At Shoreline we believe that every active equity strategy has its own capacity limit. As FUM grows, an investment managers ability to deliver outperformance for investors can slowly decay. We have all witnessed small investment managers struggle to repeat their success as funds under management grows.
The amount of alpha that can be generated can be impacted by the size of assets managed by a manager. Increasing transaction costs including market impact costs is one of the main reasons that maintaining high performance as FUM grows becomes difficult and eventually impossible. The total cost of executing an investment decision covers both explicit trading costs, such as brokerage and taxes, and implicit costs such as market impact and opportunity costs.
In an increasingly regulated business environment a very low level of FUM poses various investment challenges and managers therefore actively seek to grow FUM and attain the benefits of a larger fund. However, managing a significant percentage of the market’s capitalization can make alpha more difficult to generate. Thus, investment managers must understand at what point they must stop growing FUM so as not to inhibit their ability to meet performance targets.
Different definitions are sometimes used in financial literature when referring to the ‘capacity limit’ of an active equity strategy. We like to define the capacity limit as the maximum level of assets at which the strategy can still be expected to achieve its performance targets.
The capacity limit for a particular manager will shift with changing market conditions and as portfolio characteristics and therefore capacity limits need to be regularly monitored. Irrespective of the manager’s decisions, capacity limits are liable to change over time, as market liquidity and depth, the two key market factors impacting investment returns, change.

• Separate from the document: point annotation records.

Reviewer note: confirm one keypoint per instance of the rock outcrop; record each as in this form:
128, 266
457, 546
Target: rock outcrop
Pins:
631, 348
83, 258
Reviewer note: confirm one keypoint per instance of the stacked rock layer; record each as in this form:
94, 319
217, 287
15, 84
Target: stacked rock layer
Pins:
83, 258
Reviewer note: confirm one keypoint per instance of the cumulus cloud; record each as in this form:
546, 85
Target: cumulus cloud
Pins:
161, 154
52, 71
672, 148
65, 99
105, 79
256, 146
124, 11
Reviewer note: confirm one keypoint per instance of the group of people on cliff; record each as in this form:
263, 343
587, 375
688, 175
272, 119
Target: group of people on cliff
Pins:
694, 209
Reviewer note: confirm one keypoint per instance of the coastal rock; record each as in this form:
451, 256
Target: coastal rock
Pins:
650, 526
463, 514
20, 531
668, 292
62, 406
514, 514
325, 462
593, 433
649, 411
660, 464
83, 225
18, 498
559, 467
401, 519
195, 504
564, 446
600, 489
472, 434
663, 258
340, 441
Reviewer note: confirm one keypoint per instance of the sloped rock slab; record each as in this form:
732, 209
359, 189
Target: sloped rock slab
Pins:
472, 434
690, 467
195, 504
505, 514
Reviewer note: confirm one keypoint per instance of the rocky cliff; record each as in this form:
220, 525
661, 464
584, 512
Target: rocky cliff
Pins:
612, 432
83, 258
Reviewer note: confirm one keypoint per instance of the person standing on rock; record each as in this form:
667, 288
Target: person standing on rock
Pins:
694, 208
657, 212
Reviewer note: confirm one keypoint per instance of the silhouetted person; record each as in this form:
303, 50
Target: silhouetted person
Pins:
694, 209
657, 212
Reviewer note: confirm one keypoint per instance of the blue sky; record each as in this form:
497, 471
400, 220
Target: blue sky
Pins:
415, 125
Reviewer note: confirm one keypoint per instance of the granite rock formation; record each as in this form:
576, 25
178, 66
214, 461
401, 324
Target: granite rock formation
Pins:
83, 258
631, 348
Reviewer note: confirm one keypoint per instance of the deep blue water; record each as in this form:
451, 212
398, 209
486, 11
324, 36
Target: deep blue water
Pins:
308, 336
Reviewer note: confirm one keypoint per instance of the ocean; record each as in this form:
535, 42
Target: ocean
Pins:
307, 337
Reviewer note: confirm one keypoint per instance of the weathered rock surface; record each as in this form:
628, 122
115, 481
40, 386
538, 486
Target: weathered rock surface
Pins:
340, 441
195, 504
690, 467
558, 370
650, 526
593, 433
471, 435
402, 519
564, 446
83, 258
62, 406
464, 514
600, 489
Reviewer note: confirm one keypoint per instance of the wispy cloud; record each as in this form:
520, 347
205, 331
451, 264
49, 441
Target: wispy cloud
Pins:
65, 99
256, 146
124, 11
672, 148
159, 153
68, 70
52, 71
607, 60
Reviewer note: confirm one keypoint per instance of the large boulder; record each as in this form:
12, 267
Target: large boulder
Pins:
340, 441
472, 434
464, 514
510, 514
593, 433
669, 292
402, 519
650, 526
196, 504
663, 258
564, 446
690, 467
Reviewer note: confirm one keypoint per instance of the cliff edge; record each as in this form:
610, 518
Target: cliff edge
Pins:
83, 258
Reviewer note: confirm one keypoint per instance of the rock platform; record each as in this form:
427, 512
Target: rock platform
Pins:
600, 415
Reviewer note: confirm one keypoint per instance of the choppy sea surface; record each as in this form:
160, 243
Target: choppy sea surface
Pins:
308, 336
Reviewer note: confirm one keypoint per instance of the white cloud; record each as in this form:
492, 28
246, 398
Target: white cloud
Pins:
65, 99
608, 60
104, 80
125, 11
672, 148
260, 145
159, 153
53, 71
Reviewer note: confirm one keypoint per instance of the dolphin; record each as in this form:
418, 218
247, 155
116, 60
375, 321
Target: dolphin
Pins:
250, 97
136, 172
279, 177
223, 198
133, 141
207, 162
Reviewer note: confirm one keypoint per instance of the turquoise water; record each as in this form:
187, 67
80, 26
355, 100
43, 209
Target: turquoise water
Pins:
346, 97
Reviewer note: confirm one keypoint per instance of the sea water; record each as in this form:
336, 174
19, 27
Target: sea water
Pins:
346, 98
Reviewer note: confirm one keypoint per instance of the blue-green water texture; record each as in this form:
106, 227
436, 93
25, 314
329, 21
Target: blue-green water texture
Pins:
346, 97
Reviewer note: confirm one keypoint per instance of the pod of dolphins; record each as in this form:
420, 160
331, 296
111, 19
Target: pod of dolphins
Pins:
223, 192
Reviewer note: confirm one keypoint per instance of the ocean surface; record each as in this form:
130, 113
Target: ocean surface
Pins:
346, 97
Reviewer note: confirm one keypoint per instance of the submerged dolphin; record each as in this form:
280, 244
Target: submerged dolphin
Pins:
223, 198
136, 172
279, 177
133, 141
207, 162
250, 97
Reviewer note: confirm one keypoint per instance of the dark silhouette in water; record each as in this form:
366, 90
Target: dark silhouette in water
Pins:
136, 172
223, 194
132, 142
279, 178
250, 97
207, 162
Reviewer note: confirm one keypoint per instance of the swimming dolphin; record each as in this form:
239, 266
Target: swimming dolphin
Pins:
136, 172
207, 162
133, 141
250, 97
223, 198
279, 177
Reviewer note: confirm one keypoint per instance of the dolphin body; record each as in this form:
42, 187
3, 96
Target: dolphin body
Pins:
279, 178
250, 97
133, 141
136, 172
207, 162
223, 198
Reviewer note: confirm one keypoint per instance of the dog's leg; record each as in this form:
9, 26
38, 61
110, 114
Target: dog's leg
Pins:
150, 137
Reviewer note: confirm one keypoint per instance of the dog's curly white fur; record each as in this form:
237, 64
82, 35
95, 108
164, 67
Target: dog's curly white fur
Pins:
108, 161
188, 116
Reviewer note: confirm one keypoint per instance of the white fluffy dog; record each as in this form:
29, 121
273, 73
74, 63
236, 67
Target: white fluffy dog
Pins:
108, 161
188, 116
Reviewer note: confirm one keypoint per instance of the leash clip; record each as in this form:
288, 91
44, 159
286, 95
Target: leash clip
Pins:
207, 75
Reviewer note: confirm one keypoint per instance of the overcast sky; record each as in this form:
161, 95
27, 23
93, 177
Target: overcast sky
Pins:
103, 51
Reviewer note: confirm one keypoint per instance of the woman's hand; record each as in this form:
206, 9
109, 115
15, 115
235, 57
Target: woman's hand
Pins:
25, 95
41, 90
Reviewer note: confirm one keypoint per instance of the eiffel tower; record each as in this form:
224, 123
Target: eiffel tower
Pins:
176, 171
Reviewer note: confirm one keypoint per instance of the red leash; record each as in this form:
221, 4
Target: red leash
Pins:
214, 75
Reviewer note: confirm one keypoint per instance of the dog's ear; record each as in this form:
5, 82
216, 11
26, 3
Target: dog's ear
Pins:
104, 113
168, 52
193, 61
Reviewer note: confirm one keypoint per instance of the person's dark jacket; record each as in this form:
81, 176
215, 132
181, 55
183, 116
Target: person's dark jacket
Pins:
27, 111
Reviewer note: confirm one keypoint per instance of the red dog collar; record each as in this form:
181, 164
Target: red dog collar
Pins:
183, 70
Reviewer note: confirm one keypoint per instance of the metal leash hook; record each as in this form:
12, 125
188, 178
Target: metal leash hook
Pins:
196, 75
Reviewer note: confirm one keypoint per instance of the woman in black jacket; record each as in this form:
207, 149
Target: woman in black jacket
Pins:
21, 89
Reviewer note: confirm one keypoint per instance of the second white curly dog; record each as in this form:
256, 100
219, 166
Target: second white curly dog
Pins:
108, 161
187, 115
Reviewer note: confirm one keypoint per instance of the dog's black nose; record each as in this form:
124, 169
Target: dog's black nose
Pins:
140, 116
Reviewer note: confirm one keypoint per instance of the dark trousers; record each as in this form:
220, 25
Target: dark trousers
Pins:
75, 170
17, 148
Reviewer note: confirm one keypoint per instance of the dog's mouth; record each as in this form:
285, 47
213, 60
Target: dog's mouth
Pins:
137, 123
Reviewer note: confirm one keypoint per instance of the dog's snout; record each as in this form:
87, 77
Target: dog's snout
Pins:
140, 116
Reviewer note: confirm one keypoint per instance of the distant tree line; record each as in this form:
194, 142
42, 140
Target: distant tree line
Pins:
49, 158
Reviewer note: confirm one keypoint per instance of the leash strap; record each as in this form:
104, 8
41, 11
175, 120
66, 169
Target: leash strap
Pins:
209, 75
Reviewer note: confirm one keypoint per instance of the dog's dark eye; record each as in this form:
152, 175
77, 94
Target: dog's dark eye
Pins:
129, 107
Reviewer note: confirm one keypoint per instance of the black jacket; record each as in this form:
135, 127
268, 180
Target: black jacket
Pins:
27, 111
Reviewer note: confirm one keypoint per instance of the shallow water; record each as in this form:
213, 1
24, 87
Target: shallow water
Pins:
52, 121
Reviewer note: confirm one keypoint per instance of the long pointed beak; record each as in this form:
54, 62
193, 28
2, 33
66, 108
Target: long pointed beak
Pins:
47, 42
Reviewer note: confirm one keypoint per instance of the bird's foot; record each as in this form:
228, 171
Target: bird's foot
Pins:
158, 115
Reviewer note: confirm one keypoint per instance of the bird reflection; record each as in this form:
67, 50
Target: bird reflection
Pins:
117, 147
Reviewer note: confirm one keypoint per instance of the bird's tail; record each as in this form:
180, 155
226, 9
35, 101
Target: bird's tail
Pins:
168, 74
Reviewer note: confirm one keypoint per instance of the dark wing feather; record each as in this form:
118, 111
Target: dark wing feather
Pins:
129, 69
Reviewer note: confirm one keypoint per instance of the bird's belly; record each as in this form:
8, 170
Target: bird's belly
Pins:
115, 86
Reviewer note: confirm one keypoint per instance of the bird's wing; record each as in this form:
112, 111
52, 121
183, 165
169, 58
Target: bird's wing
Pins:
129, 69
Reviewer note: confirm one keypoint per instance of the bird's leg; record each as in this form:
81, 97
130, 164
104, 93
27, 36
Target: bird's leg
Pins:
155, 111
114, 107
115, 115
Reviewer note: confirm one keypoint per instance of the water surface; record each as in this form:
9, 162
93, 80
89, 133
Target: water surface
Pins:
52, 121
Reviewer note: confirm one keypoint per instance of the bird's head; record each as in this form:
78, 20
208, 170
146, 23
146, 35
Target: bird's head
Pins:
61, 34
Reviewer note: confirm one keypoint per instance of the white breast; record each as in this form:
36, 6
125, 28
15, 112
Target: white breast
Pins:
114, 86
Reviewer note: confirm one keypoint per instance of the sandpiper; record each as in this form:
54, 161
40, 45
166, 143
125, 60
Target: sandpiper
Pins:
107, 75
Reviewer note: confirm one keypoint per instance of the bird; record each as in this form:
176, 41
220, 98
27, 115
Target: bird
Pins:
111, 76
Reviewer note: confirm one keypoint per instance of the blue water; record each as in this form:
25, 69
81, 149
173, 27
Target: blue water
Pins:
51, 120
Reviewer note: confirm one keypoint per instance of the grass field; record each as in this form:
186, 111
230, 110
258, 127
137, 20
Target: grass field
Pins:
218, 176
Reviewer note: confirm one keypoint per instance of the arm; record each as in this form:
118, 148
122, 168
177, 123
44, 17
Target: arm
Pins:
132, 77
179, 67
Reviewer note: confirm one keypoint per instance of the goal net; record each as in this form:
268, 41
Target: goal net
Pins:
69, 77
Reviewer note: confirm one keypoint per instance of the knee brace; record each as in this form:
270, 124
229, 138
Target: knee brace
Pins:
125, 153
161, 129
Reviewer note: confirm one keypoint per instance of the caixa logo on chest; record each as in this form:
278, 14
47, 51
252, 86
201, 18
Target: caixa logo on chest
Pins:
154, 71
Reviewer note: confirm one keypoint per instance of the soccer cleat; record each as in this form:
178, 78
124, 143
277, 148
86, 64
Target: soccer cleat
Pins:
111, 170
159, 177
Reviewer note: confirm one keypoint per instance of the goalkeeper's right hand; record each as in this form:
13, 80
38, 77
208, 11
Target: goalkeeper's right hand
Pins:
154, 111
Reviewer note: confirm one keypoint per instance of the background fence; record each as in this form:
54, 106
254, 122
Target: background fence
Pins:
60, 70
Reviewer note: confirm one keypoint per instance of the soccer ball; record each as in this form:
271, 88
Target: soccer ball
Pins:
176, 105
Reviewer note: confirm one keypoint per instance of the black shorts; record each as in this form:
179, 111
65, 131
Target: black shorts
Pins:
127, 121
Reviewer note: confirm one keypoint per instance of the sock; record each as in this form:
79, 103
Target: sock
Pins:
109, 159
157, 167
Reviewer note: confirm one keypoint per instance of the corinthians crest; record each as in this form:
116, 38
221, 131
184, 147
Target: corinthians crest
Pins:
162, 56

Capacity limits can vary widely across two active equity managers in the same market. The manager directly affects capacity through their ability to generate alpha and trade efficiently. They also influence capacity through their decisions on portfolio design and constraints. This includes factors such as the style the manager employs (e.g. momentum vs. contrarian), concentration of the strategy, turnover, exposure allowances, tracking error limits and the defined investment universe.
Another point to note is that different active equity funds managed by an investment team can use up the total capacity limit of that investment team at different rates.
For example, index funds are typically excluded from total FUM in the assessment of the capacity of the manager’s overall active strategies. Assuming that the capacity limit estimated for a strategy is based on the manager’s flagship product, the FUM in lower turnover funds, such as low tracking error products, should be scaled down by an appropriate factor before being included in the manager’s total effective FUM for capacity assessments. Similarly, FUM in higher turnover or more concentrated products should be scaled up by an appropriate factor.
Managers must balance the significant competitive advantages from having a high level of FUM – greater resources, better systems, higher remuneration benefits, lower brokerage fees and better access to company management – with the additional costs, i.e. higher market impact and opportunity costs from trading, which can result in performance leakage.